Smarte grüne Welt? IÖW und TU Berlin untersuchen sozial-ökologische Folgen der Digitalisierung
- TU Berlin und IÖW erforschen, wie die Digitalisierung auf Umwelt und Gesellschaft wirkt
- Werden in einer smarten digitalen Welt Ressourcen gespart und mehr Teilhabe für alle möglich? Oder passiert das Gegenteil?

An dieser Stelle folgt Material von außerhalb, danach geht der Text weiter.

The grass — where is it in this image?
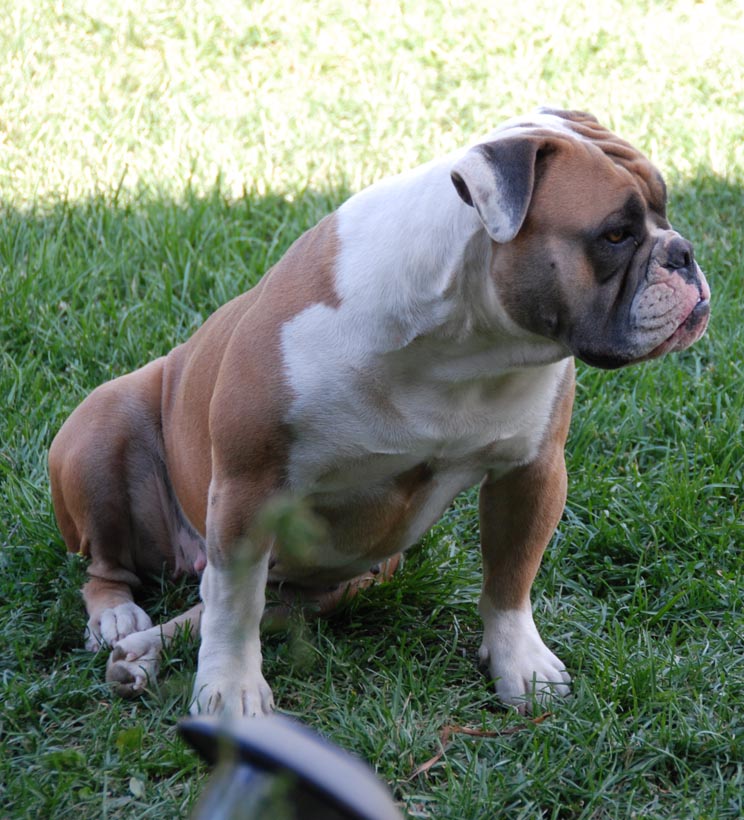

- Im Fokus: digitale Dienstleistungen zu Handel, Wohnen und Mobilität
Die Digitalisierung verändert unseren Alltag und unsere Kommunikation: Wir kaufen online ein, streamen Videos aus dem Netz, kommunizieren über E-Mails, Kurznachrichten und soziale Netzwerke. Maschinen, Produkte und Menschen werden mit Informationstechnik immer weiter vernetzt. Dadurch eröffnen sich nicht nur unzählige neue Optionen, sondern auch die Effizienz kann gesteigert werden. Denn mittels digitaler Technologien können Ressourcen, Zeit und Kosten gespart werden. Nicht klar ist jedoch, welche Auswirkungen die Digitalisierung auf Mensch und Umwelt hat: Effizienzsteigerungen können Energie einsparen – aber auch zu sogenannten „Rebound-Effekten führen, durch die die Umweltbelastung insgesamt wieder steigt. Online eröffnen sich Möglichkeiten der demokratischen Partizipation und bieten sich Chancen für mehr Mitbestimmung, aber auch die Gefahr der Marktbeherrschung und Datensammlung durch internationale Konzerne. Ein nachhaltiger Lebensstil wird mithilfe digitaler Tools zwar theoretisch immer einfacher, gleichzeitig besteht die Gefahr, dass wir mit einem guten Gewissen noch mehr konsumieren.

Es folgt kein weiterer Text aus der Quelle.